If the dominant reason to bypass the Apple App Store was to avoid their privacy controls, I'd wholeheartedly agree with that argument.


Some apps that would choose to be in the App Store if they had to, would instead use an alternative store. Some apps that wouldn't otherwise exist on iOS, would exist on alternative stores. I'd rather sacrifice that second category to ensure that the first category has to be released on the App Store. If I change my mind, I'll get an Android device. I knew what I was getting into when I bought Apple.


Your choice to buy into a unified platform does not require it to be Apple's unified platform. You can probably find a windows phone and opt into that unified platform.

What you don't get regardless is an apple that "throws its weight around" to force competitors and the like to do what apple wants. That's abuse and bad for everyone. That you happen to like it doesn't make it legal


What if they change their mind about the rules and their vision becomes inconsistent with what you want? You'll have no recourse and vendor lock-in will prevent you from switching platforms


Wat? No. I'd buy another phone. There's plenty of choices.


It will be inconvenient and even impossible to migrate some things (for example contacts, iMessage history, app data). Espcially consider how difficult it would be for a novice user to migrate. And what are those other choices? Presumably you are not considering Android devices.


It's not Apple's fault if Android devices aren't suitable alternatives.


Of course not. But the limited selection of alternatives certainly adds to the pain of switching platforms. Therefore it's not so simple to "just buy another phone".

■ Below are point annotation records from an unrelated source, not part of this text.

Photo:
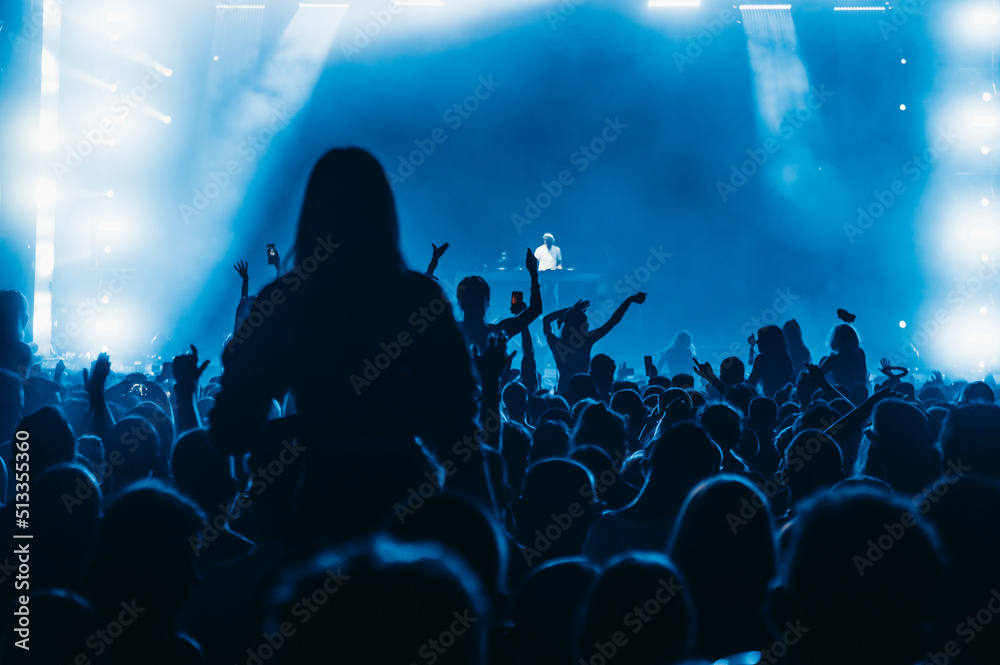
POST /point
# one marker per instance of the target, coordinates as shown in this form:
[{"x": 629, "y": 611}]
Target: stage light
[
  {"x": 47, "y": 139},
  {"x": 45, "y": 193}
]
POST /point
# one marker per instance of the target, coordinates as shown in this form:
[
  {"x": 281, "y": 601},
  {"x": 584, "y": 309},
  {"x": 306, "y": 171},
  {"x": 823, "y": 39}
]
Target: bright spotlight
[{"x": 45, "y": 193}]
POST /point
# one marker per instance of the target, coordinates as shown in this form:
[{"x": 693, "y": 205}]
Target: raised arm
[
  {"x": 241, "y": 268},
  {"x": 186, "y": 376},
  {"x": 515, "y": 324},
  {"x": 616, "y": 318},
  {"x": 436, "y": 254}
]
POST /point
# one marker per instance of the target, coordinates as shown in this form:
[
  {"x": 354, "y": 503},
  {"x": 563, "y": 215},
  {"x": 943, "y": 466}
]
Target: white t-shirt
[{"x": 548, "y": 259}]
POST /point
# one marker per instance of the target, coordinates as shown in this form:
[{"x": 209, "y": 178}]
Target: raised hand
[
  {"x": 704, "y": 370},
  {"x": 531, "y": 262},
  {"x": 186, "y": 370},
  {"x": 94, "y": 381}
]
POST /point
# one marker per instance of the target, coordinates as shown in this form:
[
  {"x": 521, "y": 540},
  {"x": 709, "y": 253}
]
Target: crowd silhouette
[{"x": 370, "y": 480}]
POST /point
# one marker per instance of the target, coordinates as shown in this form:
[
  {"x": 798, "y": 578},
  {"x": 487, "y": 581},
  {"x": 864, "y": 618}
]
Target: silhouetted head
[
  {"x": 515, "y": 400},
  {"x": 575, "y": 320},
  {"x": 682, "y": 340},
  {"x": 545, "y": 610},
  {"x": 382, "y": 602},
  {"x": 640, "y": 603},
  {"x": 844, "y": 339},
  {"x": 813, "y": 462},
  {"x": 977, "y": 391},
  {"x": 770, "y": 339},
  {"x": 201, "y": 473},
  {"x": 349, "y": 202},
  {"x": 723, "y": 543},
  {"x": 723, "y": 424},
  {"x": 550, "y": 439},
  {"x": 581, "y": 386},
  {"x": 602, "y": 428},
  {"x": 602, "y": 368},
  {"x": 858, "y": 586},
  {"x": 971, "y": 435},
  {"x": 732, "y": 371},
  {"x": 473, "y": 296},
  {"x": 480, "y": 540}
]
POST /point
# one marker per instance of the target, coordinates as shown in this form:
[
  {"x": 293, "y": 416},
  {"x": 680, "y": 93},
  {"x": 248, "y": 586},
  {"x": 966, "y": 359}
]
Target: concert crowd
[{"x": 373, "y": 476}]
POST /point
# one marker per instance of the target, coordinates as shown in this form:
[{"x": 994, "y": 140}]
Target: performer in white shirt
[{"x": 549, "y": 255}]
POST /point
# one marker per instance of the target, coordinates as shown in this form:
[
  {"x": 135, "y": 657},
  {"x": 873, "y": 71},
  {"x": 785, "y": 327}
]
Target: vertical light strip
[{"x": 45, "y": 225}]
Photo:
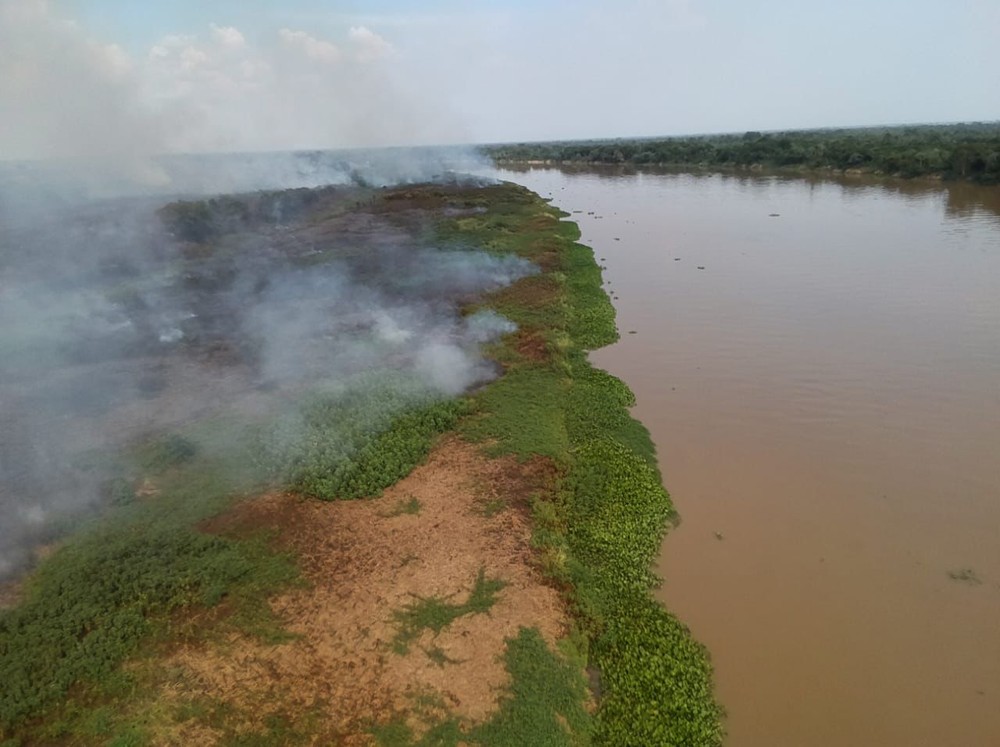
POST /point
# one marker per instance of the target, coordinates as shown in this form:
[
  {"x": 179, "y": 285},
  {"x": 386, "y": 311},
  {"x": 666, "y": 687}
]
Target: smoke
[
  {"x": 119, "y": 320},
  {"x": 66, "y": 95}
]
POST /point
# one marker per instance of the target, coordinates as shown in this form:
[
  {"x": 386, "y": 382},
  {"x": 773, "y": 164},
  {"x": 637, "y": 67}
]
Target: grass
[
  {"x": 598, "y": 533},
  {"x": 543, "y": 706},
  {"x": 144, "y": 575},
  {"x": 436, "y": 613},
  {"x": 410, "y": 506}
]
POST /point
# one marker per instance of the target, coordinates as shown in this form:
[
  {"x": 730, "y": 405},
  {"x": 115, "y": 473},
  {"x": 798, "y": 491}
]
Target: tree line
[{"x": 960, "y": 151}]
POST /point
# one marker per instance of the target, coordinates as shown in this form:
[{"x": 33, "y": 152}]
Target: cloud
[
  {"x": 369, "y": 45},
  {"x": 227, "y": 36},
  {"x": 64, "y": 94},
  {"x": 311, "y": 47}
]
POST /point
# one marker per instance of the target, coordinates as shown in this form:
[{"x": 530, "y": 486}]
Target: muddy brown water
[{"x": 823, "y": 387}]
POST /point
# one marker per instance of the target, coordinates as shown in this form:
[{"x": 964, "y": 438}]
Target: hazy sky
[{"x": 102, "y": 75}]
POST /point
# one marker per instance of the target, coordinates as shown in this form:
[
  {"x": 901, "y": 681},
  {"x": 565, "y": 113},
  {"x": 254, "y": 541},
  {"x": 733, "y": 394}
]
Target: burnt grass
[{"x": 116, "y": 588}]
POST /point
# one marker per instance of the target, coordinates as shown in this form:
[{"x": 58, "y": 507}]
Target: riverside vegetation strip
[
  {"x": 961, "y": 151},
  {"x": 87, "y": 655}
]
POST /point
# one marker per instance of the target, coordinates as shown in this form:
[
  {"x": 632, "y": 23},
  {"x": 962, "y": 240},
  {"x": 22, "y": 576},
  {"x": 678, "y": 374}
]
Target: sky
[{"x": 104, "y": 77}]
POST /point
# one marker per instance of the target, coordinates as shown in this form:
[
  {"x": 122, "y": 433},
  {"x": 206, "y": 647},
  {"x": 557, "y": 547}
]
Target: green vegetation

I wholeheartedly agree with that. I just find it difficult to blame Apple when the accusation is that the competition sucks.


That's not the accusation. The accusation is that disallowing sideloading and forcing all customers to observe a single philosophy is especially big of a risk to the user considering that there's little competition. The fix isn't for Apple to create better competition, it's to allow sideloading. I am not saying it's their "fault" for having a lack of competition, that is just a reality of the market they are in.


the rules a company has undemocratically decided that affect millions of users.

One day an app you like, or your life may even depend on, suddenly disappears because of some arbitrary, pointless rule is brought by that company, whose decisions are, I repeat, outside of democratic control.


Would you be willing to pay a premium for that? What if Apple allowed other stores and simultaneously allowed apps to sell things for more on their store than they charge on other stores? Then an app maker could release on both and charge more to account for Apple's cut and any extra expenses they have releasing on their store.


> Would you be willing to pay a premium for that?

That's literally what millions of customers do, whether they do so explicitly or not.


Could you explain what you mean about customers paying a premium today? I don't think any apps that are on iOS and other platforms charge more for iOS. I also don't believe an iPhone costs more than a similarly high end Android phone. Where's the premium?


Some definitely do charge more for e.g. subscriptions on iOS than they do if you go through their website. They can't advertise the website option in their app, but it can exist.

Last time I made that mistake the site's subscription management interface was rather... uh, minimum viable product. Switching to paying the Apple premium was well worth it.


Thanks for that info. I wasn't aware that apps were allowed to charge more for subscriptions via iOS. I thought their only options in this regard was to not offer in app subscriptions at all.


Those very few ultra-premium models are exceptions which prove the rule; a few ultra-expensive, ultra-premium halo products for price-insensitive customers. Android phones are almost always superior value for money.


iPhones start at $400, and come with 5+ years of prompt software updates.